Algorithmic Financial Data Prediction: A Deep Dive into Technical Indicators

Creating an Ensemble Model to Predict RSI Values

Sofien Kaabar, CFA


This article aims to provide a systematic exploration of the amalgamation of Catboost and technical indicators, shedding light on its potential applications for traders and analysts. We will delve into the technical intricacies of Catboost, elucidating its practical implementation in financial engineering.

CatBoost Algorithm and the Relative Strength Index

Catboost, short for “categorical boosting,” stands out in the realm of machine learning algorithms due to its specialized focus on categorical features. Developed by Yandex, it employs a gradient boosting framework, making it particularly effective for tasks like classification and regression. Unlike traditional gradient boosting algorithms, Catboost requires minimal pre-processing of categorical data, easing the burden on practitioners.
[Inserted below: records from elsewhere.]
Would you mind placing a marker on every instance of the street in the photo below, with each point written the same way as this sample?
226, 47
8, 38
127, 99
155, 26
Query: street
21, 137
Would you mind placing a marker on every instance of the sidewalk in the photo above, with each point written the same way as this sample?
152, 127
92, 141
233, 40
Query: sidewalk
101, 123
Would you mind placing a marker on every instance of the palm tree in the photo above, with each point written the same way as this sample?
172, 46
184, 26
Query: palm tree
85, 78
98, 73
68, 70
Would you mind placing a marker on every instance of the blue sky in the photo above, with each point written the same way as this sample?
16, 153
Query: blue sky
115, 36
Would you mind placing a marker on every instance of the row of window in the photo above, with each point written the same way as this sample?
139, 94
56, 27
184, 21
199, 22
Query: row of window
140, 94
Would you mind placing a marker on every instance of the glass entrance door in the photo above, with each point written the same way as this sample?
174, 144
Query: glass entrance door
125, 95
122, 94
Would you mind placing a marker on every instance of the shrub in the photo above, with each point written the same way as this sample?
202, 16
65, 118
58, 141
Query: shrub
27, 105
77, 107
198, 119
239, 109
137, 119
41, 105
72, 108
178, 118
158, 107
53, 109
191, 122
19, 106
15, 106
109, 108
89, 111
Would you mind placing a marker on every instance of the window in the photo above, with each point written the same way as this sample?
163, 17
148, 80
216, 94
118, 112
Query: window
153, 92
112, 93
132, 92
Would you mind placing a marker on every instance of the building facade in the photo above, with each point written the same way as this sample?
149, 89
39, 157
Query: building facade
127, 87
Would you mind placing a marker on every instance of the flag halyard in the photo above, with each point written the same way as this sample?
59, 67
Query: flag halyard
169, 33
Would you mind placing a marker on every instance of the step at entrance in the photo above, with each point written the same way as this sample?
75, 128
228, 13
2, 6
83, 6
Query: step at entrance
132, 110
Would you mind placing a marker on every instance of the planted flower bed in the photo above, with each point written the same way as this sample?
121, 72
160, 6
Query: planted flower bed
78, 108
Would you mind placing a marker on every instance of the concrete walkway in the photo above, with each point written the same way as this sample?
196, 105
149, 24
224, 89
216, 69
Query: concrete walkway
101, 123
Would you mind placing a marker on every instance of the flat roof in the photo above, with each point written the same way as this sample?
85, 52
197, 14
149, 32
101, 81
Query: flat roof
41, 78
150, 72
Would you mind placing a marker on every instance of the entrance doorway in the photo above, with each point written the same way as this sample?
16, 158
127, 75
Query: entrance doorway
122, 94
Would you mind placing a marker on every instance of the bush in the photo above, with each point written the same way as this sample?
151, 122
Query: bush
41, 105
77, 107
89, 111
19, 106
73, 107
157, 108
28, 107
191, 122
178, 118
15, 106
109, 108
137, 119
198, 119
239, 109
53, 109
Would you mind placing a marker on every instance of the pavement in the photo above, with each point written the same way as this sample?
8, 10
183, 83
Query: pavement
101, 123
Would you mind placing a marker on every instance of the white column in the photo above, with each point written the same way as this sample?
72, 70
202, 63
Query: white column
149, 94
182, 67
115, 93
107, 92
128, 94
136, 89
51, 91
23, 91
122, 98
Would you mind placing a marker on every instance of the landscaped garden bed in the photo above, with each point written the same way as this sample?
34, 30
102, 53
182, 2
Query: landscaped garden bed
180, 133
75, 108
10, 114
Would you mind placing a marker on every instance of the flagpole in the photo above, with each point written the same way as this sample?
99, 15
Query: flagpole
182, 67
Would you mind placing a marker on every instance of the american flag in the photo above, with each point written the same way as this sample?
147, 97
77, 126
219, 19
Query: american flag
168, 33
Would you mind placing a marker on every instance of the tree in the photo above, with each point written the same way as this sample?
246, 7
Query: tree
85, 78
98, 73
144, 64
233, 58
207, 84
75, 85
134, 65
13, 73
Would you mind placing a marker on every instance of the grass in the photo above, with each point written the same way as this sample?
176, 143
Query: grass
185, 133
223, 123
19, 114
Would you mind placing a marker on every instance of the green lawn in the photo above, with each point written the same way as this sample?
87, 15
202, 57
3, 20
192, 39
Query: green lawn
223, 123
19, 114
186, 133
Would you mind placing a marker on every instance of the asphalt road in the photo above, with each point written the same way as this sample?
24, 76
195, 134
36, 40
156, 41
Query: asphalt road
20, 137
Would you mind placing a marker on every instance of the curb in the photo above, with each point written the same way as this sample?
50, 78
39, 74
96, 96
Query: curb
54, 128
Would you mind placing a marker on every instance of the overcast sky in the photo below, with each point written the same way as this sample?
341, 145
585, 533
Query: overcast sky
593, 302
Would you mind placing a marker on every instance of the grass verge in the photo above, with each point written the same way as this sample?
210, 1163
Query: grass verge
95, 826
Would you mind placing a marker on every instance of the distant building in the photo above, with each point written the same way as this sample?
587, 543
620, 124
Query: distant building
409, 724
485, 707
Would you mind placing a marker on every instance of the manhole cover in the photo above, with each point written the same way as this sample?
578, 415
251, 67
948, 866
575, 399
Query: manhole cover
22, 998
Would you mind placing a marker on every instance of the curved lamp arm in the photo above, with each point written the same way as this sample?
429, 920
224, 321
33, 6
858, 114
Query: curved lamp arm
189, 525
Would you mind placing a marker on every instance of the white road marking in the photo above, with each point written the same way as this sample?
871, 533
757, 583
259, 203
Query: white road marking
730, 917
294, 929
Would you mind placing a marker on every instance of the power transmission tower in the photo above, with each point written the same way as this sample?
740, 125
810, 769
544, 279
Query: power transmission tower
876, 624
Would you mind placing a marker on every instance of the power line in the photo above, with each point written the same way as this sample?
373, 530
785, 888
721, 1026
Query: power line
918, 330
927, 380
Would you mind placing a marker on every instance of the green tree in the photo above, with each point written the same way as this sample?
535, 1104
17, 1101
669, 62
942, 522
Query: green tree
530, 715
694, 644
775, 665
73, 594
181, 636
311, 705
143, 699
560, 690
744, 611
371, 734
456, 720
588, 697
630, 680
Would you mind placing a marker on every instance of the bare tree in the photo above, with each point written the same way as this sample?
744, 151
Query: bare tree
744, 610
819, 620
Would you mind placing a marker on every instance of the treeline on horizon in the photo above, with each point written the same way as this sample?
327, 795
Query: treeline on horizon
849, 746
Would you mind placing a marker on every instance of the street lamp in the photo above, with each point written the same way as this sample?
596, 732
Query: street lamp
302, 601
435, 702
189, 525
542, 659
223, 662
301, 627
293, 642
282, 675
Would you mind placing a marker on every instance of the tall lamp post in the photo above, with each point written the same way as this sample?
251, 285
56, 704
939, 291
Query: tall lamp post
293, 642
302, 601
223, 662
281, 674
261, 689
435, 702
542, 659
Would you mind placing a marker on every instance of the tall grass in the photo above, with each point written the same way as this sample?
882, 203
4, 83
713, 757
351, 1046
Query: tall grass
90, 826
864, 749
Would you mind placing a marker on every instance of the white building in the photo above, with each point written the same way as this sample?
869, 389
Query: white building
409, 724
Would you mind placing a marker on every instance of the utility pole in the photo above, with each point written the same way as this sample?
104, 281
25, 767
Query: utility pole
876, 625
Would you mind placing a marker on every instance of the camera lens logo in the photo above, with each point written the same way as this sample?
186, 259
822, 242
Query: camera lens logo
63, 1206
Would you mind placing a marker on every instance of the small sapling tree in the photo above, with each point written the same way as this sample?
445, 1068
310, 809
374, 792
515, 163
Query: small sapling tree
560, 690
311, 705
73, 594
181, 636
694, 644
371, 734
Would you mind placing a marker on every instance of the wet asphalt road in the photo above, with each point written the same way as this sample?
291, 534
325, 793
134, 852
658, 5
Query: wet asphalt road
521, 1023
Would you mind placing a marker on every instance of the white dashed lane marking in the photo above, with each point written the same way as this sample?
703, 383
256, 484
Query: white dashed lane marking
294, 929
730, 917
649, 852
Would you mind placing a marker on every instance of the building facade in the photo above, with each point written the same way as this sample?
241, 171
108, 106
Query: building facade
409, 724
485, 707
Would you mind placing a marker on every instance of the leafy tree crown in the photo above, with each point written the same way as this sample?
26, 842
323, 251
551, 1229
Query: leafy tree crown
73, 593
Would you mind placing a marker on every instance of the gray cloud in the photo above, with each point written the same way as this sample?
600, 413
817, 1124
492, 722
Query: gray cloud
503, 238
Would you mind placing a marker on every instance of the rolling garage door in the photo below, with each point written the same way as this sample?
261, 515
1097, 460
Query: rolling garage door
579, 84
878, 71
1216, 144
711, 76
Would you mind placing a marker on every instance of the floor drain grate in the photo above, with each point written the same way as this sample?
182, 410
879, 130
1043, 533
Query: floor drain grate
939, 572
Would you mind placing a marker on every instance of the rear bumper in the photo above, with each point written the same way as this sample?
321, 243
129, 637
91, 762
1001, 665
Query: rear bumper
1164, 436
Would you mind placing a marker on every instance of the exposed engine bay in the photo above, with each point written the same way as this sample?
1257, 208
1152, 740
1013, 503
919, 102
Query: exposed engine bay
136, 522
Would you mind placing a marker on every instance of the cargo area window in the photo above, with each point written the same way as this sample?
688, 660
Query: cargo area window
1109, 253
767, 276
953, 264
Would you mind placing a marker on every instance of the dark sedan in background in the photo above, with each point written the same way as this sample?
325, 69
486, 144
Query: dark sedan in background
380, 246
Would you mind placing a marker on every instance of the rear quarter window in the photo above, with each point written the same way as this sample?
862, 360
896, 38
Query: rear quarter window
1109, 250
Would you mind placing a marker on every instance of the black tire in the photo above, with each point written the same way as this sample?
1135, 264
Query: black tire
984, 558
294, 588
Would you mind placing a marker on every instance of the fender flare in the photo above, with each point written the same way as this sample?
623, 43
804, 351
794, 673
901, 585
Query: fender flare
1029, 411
The algorithm excels in handling complex datasets, automatically dealing with categorical variables without the need for extensive manual encoding. This feature makes Catboost an attractive choice for financial engineers and data scientists navigating datasets rich in both numerical and categorical information. As we explore further, we’ll uncover how Catboost can be harnessed to predict technical indicators, providing a data-driven approach to market analysis.

On the other hand, the Relative Strength Index (RSI) is a momentum oscillator that has been a staple in technical analysis for decades. Developed by J. Welles Wilder, the RSI is designed to measure the speed and change of price movements, helping traders identify overbought or oversold conditions in a market. RSI values range from 0 to 100, with readings above 70 indicating potentially overbought conditions and readings below 30 signaling potential oversold conditions.

Traders often use the RSI to spot potential trend reversals and to confirm the strength of a prevailing trend. It provides a quantitative measure of the recent price performance of an asset, offering insights into whether it might be due for a correction or continuation.